Campo jurídico: autonomia relativa e dubiedade


A teoria de Bourdieu examina o Direito a fim de se compreender o Estado e sua atuação, conjunta à análise substancial da sociedade enquanto âmbito de diversos campos interligados. Tais campos, por sua vez, preservam determinada autonomia e se erigem em torno de um “habitus” próprio. Nesse sentido, o autor procura garantir cientificidade ao Direito, eximindo-o do formalismo e o instrumentalismo, ao passo que reivindica sua reprodução independente das coações externas, sendo resultado das lutas intrínsecas ao seu próprio campo.

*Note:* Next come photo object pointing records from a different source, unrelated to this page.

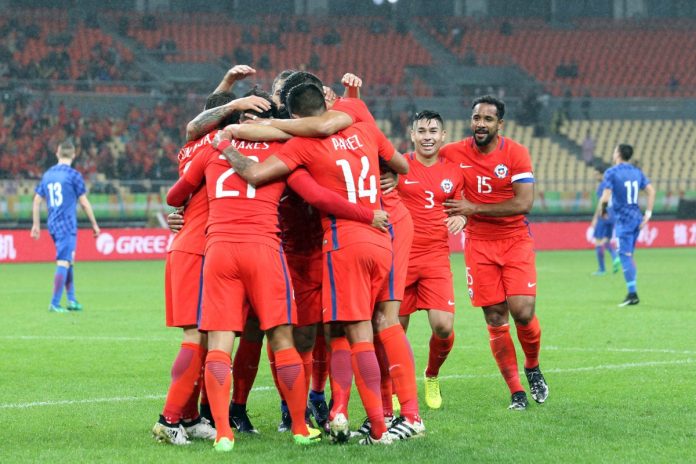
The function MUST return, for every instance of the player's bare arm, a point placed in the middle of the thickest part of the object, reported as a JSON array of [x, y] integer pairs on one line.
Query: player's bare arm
[[87, 207], [521, 203], [234, 74], [209, 119], [36, 217]]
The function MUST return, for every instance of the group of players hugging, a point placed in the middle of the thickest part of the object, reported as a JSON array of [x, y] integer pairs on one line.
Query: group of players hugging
[[297, 220]]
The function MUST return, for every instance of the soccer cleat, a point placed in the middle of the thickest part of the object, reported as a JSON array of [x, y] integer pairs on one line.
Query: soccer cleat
[[314, 436], [239, 420], [74, 306], [616, 265], [366, 426], [224, 445], [200, 428], [432, 392], [339, 429], [56, 309], [320, 411], [630, 300], [402, 429], [285, 422], [385, 439], [537, 384], [518, 401], [165, 432]]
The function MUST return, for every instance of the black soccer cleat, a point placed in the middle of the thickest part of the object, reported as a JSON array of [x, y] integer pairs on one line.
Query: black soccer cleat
[[239, 419], [630, 300], [518, 401], [537, 384]]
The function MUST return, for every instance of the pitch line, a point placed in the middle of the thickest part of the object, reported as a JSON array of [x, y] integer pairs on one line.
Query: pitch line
[[265, 388]]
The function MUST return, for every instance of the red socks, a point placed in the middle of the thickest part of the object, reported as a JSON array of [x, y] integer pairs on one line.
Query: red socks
[[530, 338], [244, 369], [402, 369], [505, 356], [341, 376], [218, 381], [186, 371], [291, 380], [367, 379], [439, 350]]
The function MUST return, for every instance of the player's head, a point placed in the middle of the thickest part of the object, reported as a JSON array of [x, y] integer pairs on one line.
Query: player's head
[[216, 99], [66, 151], [270, 113], [486, 119], [623, 153], [427, 133], [305, 100], [295, 79]]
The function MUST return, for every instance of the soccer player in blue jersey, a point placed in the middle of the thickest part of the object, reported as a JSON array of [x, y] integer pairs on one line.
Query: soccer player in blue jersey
[[622, 182], [603, 226], [62, 187]]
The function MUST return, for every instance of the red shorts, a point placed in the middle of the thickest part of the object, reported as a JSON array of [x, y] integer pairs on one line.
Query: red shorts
[[306, 273], [402, 237], [428, 286], [353, 277], [497, 269], [183, 274], [236, 272]]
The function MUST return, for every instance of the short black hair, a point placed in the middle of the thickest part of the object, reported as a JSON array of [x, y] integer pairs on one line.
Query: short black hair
[[295, 79], [428, 115], [306, 100], [216, 99], [270, 113], [625, 151], [491, 100]]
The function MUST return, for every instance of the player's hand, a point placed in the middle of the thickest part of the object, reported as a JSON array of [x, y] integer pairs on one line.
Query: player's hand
[[329, 95], [455, 224], [388, 182], [251, 103], [351, 80], [238, 72], [175, 220], [380, 220], [461, 207]]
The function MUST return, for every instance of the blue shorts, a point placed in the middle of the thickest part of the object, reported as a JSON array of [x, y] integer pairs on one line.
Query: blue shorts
[[627, 235], [604, 229], [65, 246]]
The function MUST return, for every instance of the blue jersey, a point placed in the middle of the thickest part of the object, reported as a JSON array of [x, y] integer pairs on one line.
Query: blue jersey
[[625, 181], [61, 186]]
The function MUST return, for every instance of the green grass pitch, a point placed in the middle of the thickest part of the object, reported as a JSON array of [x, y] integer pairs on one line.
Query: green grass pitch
[[88, 387]]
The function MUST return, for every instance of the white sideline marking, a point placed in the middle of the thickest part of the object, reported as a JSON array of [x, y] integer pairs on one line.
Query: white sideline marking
[[419, 379]]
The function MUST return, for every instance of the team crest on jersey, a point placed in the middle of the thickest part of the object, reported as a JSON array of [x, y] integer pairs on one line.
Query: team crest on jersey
[[501, 171]]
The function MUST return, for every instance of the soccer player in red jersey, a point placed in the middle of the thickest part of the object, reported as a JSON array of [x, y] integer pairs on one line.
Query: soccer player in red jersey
[[183, 270], [242, 223], [355, 256], [431, 180], [499, 251], [391, 344]]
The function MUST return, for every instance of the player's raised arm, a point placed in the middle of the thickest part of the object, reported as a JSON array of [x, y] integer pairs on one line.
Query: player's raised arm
[[87, 207], [36, 217]]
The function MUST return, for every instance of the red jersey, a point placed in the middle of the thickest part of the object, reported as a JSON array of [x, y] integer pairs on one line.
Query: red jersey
[[191, 238], [347, 163], [488, 178], [238, 212], [423, 191]]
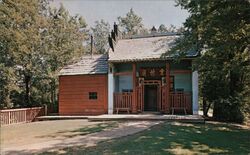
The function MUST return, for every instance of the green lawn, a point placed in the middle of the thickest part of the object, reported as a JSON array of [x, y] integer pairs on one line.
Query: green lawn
[[176, 138]]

Pela Arguição de Descumprimento de Preceito Fundamental (ADPF) proposta pela Confederação Nacional dos Trabalhadores e Saúde (CNTS) tem-se a questão do aborto de anencéfalos debatida de forma por meio da intersecção de diversos campos: são invocados elementos das ciências médicas e biológicas, questões religiosas, históricas e éticas, que explicitam a influência exercida pelos mais diversos âmbitos no campo do direito. Sendo assim, já de início, é refutada a teoria kelseniana segundo a ótica de Bourdieu, posto que o Direito não apresenta nele mesmo um fundamento próprio por si só e nem deve ser interpretado apartado dos demais campos.
Ademais, a característica pontual da decisão ao aborto de anencéfalos – tão-somente por não se fazer vida em potencial - denuncia a superficialidade do debate: o habitus do patriarcado, da submissão da mulher e da restrição de escolhas a ela primeiro concernentes, não é tocado. Antes, formam “espaços possíveis” limitados, longe de serem abarcados. O campo jurídico mostra-se restrito à linguagem e competência a necessariamente jurídicas, que determinam os conflitos que devem adentrar seu campo e os moldes que serão destinados a eles, fazendo-se dúbio à medida que se mostra via de mudança e é permeado por padrões estruturalmente conservados.